Well, for the record, the main thing I found objectionable about it was that all the main players seemed, frankly, bored about being there. Steve Zahn was unintelligible. Jeremy Northam was accent-slippingly passionless. William H Macy was stock William H Macy, except this time without added spark. Ileanna Douglas looked like she’d rather be doing something (anything) else. And Ally Walker was less vacant and more convincing when she played the eternally sugar-crashing Pam (ela. Pamela. Pammy. Making popcorn with Pammy.) in Singles and Ashley Bartlett Bacon (”I object to this wedding!” Priest: “Get in line”) in While You Were Sleeping. There was nothing believable about her character - in fact, there was nothing believable about any of them. They all seemed uncomfortable in their costumes, itchy in their accents. The whole thing seemed limp and formulaic. The cast did well given the poor script, but even they couldn’t make a good job of the crap material - a script which wavered from comedy to romance to thriller to social comedy (think To Wong Foo… meets The Fugitive meets Drop Dead Gorgeous meets Nuns on the Run), and which staggered from tired cliche to embarrassing gay joke.

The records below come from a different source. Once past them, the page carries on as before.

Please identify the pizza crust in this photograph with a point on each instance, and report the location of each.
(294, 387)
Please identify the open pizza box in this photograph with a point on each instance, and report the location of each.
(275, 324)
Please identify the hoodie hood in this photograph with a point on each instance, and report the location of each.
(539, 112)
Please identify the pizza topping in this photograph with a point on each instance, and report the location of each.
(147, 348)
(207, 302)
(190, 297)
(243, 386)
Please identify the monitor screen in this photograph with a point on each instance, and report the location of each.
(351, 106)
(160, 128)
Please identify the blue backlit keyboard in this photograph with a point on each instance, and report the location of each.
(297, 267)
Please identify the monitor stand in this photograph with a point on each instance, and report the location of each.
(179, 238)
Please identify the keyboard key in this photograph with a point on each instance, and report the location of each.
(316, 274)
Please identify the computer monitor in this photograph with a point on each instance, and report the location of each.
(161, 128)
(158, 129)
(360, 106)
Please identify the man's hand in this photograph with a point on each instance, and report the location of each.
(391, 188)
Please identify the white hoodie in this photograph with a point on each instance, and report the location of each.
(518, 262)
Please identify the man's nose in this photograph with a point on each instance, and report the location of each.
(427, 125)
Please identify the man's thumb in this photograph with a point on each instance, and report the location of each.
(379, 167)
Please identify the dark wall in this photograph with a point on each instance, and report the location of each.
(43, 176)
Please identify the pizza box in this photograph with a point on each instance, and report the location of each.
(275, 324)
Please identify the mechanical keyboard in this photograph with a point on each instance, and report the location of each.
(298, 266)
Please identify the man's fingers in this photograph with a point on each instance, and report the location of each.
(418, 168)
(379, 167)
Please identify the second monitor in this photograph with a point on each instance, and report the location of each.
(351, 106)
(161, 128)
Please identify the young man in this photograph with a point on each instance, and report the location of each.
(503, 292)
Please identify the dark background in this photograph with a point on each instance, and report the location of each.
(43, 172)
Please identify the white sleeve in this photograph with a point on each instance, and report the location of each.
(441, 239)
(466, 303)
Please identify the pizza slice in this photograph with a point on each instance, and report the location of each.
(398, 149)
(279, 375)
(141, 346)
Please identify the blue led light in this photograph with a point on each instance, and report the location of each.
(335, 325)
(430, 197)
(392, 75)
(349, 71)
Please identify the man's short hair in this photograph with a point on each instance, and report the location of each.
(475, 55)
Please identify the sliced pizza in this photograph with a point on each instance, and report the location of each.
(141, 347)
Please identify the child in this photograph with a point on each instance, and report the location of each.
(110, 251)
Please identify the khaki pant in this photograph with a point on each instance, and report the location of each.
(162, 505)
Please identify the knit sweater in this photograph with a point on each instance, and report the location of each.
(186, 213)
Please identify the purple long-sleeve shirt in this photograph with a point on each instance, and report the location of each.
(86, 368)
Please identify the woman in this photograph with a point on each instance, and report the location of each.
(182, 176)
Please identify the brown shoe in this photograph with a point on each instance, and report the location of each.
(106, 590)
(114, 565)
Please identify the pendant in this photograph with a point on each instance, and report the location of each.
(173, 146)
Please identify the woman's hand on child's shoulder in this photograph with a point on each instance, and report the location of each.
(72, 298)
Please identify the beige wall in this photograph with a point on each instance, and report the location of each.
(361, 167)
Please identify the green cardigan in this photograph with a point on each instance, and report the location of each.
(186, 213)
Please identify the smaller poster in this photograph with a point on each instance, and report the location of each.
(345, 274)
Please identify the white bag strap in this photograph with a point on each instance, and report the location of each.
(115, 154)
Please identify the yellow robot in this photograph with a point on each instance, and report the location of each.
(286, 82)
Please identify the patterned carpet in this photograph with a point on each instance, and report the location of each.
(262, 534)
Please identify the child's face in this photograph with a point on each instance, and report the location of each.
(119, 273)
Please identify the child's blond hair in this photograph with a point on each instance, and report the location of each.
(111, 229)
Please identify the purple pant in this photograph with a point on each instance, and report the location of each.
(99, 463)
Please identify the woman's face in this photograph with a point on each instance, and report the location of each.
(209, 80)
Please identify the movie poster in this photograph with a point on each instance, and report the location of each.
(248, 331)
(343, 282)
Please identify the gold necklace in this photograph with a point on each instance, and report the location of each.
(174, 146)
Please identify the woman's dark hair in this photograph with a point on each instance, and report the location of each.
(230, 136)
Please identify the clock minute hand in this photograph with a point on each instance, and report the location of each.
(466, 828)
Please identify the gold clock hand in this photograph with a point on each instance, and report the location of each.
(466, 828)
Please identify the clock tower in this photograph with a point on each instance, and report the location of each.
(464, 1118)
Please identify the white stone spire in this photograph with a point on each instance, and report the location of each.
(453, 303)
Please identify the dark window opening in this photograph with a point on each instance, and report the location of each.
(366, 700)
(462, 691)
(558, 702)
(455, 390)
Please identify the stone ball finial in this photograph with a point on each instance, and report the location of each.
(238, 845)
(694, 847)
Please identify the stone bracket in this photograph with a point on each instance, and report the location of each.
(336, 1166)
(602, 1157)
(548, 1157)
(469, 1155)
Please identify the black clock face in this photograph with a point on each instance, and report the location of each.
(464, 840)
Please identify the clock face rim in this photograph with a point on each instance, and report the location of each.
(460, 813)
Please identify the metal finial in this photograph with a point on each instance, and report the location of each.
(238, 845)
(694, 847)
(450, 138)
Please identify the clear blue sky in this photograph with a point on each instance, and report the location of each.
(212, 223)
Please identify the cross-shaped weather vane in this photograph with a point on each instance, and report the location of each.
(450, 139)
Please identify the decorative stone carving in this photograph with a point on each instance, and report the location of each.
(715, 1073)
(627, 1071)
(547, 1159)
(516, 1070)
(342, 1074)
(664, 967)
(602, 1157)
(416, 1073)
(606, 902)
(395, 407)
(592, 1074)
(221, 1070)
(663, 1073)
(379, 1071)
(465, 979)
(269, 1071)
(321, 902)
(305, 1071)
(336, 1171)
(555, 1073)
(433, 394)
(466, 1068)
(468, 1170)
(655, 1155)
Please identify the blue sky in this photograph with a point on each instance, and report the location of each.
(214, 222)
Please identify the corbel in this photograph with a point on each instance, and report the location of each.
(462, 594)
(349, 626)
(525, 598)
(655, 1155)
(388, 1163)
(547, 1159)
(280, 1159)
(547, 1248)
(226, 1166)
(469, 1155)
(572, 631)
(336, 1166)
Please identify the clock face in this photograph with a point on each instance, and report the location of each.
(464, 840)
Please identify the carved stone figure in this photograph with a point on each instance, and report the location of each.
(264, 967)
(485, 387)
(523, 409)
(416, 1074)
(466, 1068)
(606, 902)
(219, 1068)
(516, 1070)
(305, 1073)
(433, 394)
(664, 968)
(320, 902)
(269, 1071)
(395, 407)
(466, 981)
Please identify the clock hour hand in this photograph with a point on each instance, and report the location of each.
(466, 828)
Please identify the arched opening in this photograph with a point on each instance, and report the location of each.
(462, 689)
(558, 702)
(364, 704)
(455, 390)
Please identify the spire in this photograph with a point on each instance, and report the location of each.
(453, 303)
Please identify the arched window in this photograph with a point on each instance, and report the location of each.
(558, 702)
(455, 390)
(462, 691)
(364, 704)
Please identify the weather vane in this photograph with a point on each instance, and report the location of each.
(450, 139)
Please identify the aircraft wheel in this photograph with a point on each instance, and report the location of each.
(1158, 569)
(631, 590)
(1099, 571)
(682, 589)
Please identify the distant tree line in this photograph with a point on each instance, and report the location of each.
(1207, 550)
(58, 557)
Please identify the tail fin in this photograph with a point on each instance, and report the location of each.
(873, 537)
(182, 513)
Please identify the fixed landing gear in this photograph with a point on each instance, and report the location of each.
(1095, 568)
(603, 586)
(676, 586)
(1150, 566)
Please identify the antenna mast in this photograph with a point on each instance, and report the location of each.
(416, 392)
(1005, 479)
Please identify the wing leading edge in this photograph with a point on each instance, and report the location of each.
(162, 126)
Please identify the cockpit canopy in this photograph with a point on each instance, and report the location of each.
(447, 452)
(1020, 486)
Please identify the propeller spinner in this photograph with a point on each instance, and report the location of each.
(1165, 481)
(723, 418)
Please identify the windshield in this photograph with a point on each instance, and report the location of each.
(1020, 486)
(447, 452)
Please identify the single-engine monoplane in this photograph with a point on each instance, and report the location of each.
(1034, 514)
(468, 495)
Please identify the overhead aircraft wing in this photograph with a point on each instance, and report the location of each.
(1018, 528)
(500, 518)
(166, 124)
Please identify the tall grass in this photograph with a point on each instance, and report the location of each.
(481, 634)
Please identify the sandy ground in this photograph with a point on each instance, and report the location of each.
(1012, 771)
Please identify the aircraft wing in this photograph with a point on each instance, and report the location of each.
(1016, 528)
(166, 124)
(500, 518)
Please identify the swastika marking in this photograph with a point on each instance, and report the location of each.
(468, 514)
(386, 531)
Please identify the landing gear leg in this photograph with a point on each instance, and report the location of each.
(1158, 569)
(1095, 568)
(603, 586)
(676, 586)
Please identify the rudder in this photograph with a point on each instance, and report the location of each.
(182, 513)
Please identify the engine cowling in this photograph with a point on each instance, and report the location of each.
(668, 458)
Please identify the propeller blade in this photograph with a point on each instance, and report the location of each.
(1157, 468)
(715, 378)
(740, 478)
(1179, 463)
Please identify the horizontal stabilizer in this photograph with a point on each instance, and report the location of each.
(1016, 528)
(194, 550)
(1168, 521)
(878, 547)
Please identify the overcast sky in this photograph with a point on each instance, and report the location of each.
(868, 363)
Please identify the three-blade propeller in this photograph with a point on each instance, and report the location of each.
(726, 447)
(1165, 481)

I’m sorry, I tried to like it, but I just didn’t.

I haven’t seen Little Nicky, Battlefield Earth and Vertical Limit, so I don’t feel qualified to comment on them specifically. I have, however, seen Jade, which is categorically the worst movie of all time. Compared to that, Happy, Texas was a delight. It is by no means the worst film I’ve ever seen. But it wasn’t good.